The hand-painted sign on Ephraim Mashapa’s home at Vaal Bank advising villagers of the free water they can now collect from his home. Picture: KEVIN RITCHIE

Bradburn spent two and a half years there attending to the medical needs of the community, especially during the lockdown that followed, but her biggest job was getting her global network of friends to contribute to a borehole for the Alleman’s Drift community. This time, she approached the South African Jewish Board of Deputies and the Angel Network.

“The community was getting desperate, and some people had started digging wells themselves,” she explained this week. “This is problematic because the walls of the well collapse in on each other, the water gets stagnant, and if it stays like that, they can get typhoid.

“I sent an email to Wendy Kahn on Monday, January 30. The money was in the drilling company’s account the next day.”

The borehole was drilled, piped, plumbed, and the pump was installed in the yard of Ephraim Mashapa, Lydia’s son. On the night of Saturday, February 4, five days after the email was sent, the job was finished, and by Sunday, when it became operational, the queue in Vaal Bank village stretched six kilometres around his house.

“It’s life-changing,” said Wendy Kahn, SAJBD national director. “It’s iniquitous that the people of Vaal Bank don’t have water. Now, more than 20 000 people will have access to water without having to pay for it. This will change their lives. What’s phenomenal about this is both the quality and volume of water here.”

Thebe Maepa agreed.

Thebe Maepa’s family company, Qedukoma Drilling from the nearby Pietskraal B village, drilled the borehole and installed the pump and the plumbing.

“Normally, in cases like this, we would drill down to 200m to hit the water table. Here it was only 100m. I estimate that there’s 25l of water per second here, enough to supply almost 10 000 houses from one borehole.”

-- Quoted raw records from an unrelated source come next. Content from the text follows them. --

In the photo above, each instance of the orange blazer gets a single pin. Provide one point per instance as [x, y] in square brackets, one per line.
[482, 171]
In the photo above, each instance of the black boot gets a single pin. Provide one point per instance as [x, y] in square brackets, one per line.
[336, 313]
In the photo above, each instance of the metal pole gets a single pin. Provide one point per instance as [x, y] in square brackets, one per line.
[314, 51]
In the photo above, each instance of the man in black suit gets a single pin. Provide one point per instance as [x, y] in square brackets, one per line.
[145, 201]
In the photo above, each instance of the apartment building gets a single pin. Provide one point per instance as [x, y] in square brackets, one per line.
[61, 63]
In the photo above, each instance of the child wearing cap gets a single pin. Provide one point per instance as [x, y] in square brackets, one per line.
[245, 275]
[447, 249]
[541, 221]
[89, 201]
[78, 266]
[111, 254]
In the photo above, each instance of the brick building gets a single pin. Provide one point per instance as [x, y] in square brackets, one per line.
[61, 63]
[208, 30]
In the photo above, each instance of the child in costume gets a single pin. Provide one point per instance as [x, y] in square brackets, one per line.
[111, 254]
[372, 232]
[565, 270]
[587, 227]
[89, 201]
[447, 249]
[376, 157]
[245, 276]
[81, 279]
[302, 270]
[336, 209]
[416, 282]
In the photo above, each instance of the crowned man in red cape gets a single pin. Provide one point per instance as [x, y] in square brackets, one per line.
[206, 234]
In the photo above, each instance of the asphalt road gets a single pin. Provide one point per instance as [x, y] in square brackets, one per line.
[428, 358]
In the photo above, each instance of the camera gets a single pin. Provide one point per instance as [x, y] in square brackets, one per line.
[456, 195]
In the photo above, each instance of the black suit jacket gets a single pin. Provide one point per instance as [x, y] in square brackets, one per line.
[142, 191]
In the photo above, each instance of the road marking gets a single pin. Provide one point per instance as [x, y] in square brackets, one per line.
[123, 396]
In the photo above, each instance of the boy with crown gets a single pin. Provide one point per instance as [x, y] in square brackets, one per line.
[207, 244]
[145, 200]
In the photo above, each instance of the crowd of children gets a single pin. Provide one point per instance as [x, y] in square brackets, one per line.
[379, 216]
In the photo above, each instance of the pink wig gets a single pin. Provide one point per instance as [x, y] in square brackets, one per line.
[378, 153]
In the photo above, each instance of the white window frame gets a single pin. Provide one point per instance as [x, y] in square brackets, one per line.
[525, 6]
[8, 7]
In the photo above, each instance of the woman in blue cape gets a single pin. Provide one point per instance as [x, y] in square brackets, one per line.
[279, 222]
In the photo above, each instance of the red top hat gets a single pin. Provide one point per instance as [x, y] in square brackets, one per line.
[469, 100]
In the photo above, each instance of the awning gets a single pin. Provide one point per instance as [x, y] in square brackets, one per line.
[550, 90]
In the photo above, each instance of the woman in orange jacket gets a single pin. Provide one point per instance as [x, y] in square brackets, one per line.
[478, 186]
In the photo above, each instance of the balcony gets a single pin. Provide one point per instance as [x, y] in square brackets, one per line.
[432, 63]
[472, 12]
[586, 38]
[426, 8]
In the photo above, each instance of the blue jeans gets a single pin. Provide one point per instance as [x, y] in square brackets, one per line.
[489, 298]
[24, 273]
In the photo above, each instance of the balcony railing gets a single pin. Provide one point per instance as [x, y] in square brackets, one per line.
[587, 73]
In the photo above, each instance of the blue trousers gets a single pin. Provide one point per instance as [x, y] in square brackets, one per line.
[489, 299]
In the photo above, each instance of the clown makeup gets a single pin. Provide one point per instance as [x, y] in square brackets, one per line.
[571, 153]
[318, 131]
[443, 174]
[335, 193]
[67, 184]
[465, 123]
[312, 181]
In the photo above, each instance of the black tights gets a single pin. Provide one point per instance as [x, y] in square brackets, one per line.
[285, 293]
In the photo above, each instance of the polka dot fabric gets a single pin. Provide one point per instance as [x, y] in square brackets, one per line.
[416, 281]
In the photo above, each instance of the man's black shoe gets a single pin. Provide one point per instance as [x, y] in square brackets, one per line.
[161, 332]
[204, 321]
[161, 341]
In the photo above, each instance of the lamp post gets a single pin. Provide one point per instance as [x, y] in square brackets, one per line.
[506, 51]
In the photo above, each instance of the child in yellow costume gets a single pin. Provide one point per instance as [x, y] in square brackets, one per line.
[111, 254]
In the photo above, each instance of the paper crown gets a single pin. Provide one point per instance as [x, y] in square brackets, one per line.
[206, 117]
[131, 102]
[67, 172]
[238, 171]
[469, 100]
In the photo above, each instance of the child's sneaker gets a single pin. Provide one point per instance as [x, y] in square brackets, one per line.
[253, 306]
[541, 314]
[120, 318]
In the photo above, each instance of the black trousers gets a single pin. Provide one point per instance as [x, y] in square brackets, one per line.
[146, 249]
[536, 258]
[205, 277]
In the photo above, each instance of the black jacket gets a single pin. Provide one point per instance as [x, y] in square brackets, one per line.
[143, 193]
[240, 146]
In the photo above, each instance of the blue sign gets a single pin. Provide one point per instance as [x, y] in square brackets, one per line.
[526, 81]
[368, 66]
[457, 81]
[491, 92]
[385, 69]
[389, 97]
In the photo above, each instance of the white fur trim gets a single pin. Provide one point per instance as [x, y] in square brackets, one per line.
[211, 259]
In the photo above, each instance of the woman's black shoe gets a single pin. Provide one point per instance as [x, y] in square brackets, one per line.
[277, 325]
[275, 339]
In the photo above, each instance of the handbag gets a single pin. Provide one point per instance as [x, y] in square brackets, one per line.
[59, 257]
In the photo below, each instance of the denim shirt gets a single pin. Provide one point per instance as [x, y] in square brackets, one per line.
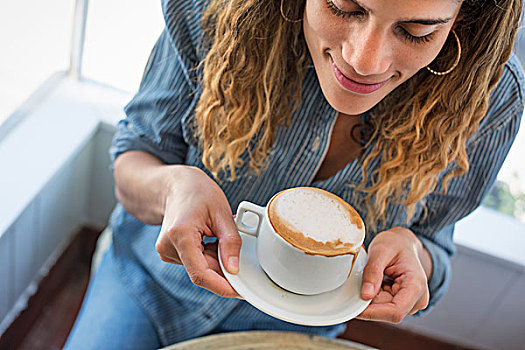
[159, 121]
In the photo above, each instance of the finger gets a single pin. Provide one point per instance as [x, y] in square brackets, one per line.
[378, 260]
[229, 244]
[422, 303]
[383, 297]
[166, 250]
[402, 304]
[191, 255]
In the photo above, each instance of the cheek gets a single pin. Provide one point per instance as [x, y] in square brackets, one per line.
[415, 58]
[320, 28]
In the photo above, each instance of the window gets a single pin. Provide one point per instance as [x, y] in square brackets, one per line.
[119, 37]
[35, 42]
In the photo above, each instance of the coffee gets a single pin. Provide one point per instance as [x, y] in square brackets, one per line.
[316, 221]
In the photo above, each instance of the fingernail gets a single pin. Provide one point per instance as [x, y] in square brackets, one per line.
[367, 289]
[233, 264]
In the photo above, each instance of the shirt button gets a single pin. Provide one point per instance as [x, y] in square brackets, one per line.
[316, 144]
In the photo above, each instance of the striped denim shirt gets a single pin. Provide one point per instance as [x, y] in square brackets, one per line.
[158, 121]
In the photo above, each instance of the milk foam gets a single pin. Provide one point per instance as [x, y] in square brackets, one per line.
[317, 216]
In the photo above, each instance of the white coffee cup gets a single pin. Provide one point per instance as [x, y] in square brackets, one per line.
[289, 266]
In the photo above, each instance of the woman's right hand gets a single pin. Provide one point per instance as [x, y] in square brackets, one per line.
[195, 206]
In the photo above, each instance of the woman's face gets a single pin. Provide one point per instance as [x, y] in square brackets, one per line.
[364, 49]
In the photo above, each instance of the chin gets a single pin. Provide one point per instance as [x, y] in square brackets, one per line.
[350, 104]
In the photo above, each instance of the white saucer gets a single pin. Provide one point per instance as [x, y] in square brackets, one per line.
[336, 306]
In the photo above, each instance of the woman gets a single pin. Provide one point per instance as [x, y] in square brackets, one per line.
[405, 109]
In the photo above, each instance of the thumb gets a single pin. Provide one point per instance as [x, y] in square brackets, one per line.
[378, 261]
[229, 244]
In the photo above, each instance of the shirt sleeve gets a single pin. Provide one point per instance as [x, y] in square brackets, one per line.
[166, 97]
[486, 150]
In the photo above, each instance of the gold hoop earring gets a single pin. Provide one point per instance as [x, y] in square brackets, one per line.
[288, 19]
[455, 62]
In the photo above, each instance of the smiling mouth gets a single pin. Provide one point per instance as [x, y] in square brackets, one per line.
[355, 86]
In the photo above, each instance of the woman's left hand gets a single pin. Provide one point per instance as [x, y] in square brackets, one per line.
[398, 255]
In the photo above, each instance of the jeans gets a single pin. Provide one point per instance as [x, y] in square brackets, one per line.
[110, 317]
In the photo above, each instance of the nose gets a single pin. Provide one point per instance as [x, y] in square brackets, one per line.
[368, 51]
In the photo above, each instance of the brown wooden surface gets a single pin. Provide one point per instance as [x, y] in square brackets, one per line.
[52, 310]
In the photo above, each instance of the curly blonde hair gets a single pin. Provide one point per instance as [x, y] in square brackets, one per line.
[418, 133]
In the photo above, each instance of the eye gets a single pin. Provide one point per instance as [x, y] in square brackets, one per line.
[345, 14]
[414, 39]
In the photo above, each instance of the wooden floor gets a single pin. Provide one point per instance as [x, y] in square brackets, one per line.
[46, 323]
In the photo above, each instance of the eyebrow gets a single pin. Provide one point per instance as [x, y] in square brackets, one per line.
[427, 22]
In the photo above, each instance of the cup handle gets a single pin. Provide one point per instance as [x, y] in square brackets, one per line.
[252, 208]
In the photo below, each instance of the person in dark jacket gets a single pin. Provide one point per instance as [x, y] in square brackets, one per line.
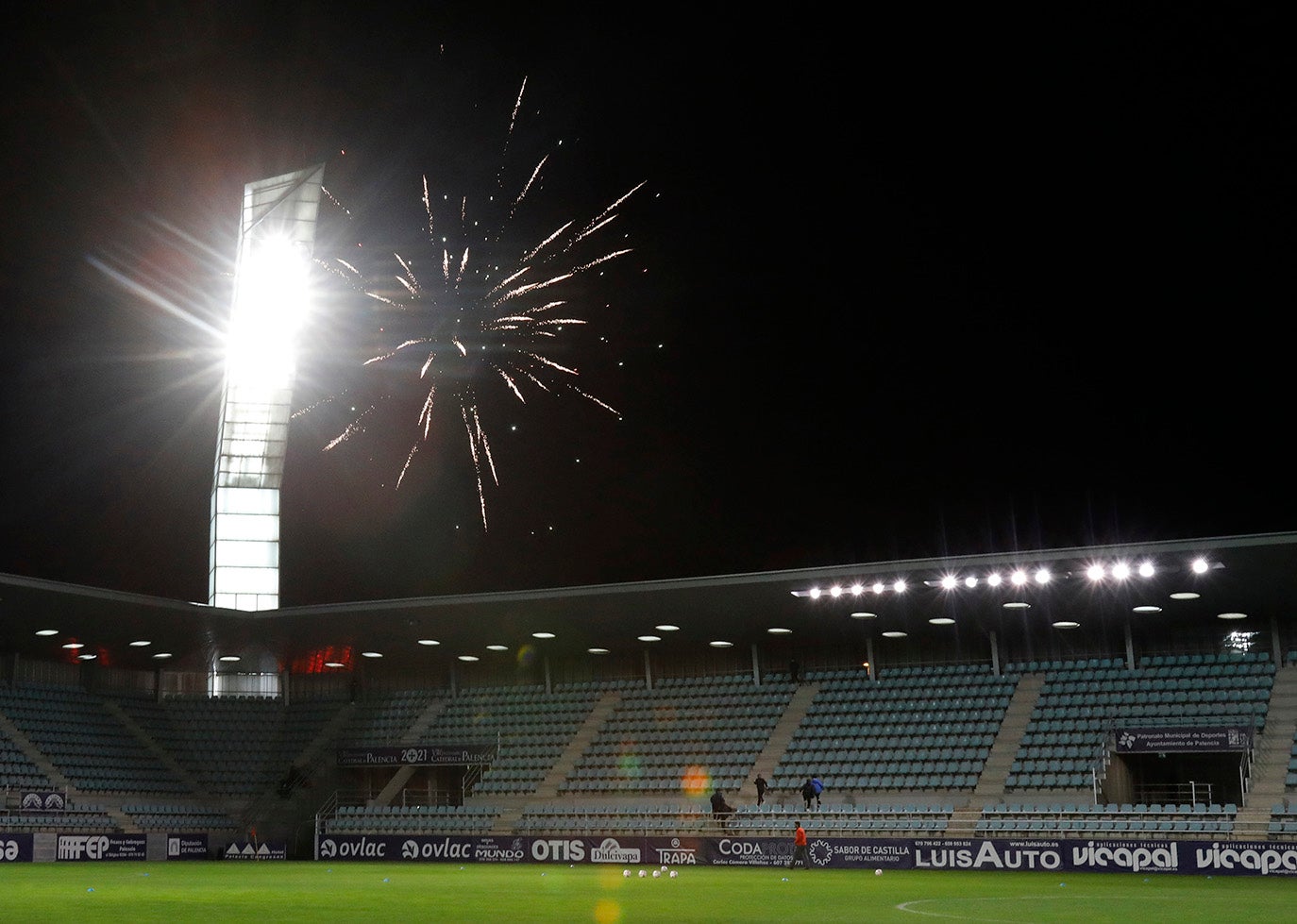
[721, 810]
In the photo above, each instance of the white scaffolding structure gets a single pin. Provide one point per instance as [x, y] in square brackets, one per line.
[271, 298]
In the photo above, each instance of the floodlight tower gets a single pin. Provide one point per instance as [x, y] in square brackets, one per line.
[277, 235]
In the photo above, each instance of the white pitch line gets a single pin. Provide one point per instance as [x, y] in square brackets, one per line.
[908, 907]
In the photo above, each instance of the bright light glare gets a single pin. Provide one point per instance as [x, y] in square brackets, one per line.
[270, 305]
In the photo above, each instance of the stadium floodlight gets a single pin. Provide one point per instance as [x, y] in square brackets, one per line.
[271, 302]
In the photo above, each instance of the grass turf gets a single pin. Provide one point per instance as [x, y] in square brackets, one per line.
[445, 892]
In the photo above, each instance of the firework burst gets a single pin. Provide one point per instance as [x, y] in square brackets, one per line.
[479, 311]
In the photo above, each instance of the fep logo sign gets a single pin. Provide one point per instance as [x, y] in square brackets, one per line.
[14, 848]
[101, 847]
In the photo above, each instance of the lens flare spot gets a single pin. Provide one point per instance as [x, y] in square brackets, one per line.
[697, 781]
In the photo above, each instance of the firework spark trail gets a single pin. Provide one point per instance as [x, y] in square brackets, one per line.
[467, 337]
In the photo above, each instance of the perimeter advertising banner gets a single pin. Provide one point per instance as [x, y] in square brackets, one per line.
[101, 847]
[187, 847]
[14, 848]
[1249, 858]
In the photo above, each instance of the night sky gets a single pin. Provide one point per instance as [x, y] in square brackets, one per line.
[901, 288]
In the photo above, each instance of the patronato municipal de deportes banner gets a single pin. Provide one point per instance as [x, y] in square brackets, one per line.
[418, 756]
[1182, 739]
[1247, 858]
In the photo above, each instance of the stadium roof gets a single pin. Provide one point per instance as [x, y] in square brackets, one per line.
[1252, 577]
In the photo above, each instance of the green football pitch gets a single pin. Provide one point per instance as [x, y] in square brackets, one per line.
[275, 892]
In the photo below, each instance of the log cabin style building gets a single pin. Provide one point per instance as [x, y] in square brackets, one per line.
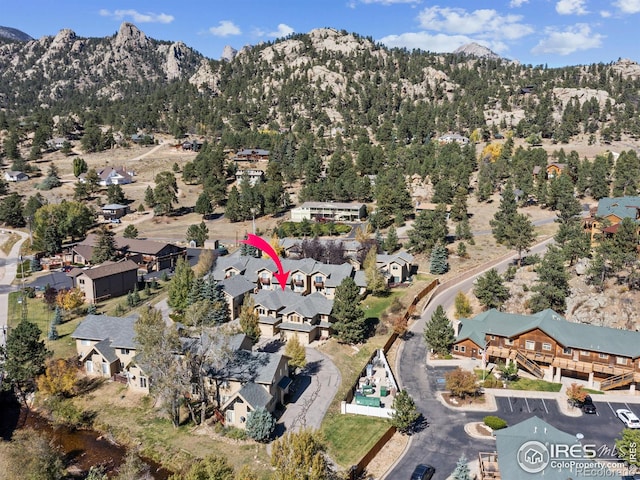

In his home village, Maepa’s company drilled a borehole and then ran a tap system to every street corner. It’s something that Bradburn wants to do at Vaal Bank, with taps down the main arterial road to the police station and then up and across to the nearby primary school to allow the villagers easy access without having to wake up Ephraim Mashapa at night if they need to fill up their bottles.

The borehole cost R94 500 to sink and then pipe.

“They had to drill through the substrate because there is lots of hard rock,” explained Bradburn. “There had to be a steel pipe inserted to prevent the borehole from collapsing on itself, then a PVC inner.”

The borehole is totally automatic, filling a 5 000 litre JoJo tank, which the villagers can then access. There is a generator, too, as back up for when there is load shedding.

“This was a great project for us to get involved with,” said Kahn, “because Lesley is so specific in her needs. We have been working with her for a while now. They needed land to be levelled so that they could develop it. We helped with that. Then at the beginning of the year, she needed school shoes but sent through an entire list by size and the numbers of each.”

Paying for the installation of a borehole was new for the SAJBD and the Angel Network, Kahn said. “We normally work with food gardens, but you can’t have food gardens if there’s no water. Once again, Lesley identified the specific need right down to the house where it would be situated and could be protected.”

The problem, said Bradburn, was that when the municipality did try to resolve the situation by laying down new pipes, unknown people would destroy them so that the villagers would be forced to continue buying from the water entrepreneurs.

“They can’t damage this one,” she said.

Mashapa wants to use some of the borehole water to create a vegetable garden.

“I love gardening, and we used to rely on rain that we would harvest from the gutters,” he said. “But you can’t when there is no rain.”

He intends to grow enough to supply the nearby school and the clinic.

“I want to help where there is a need.”

And there is a huge need in Vaal Bank.

“Most of the people here are unemployed. They are either very old or very young. Before this borehole was put in, they were spending their grants on buying water. Now they don’t have to anymore.”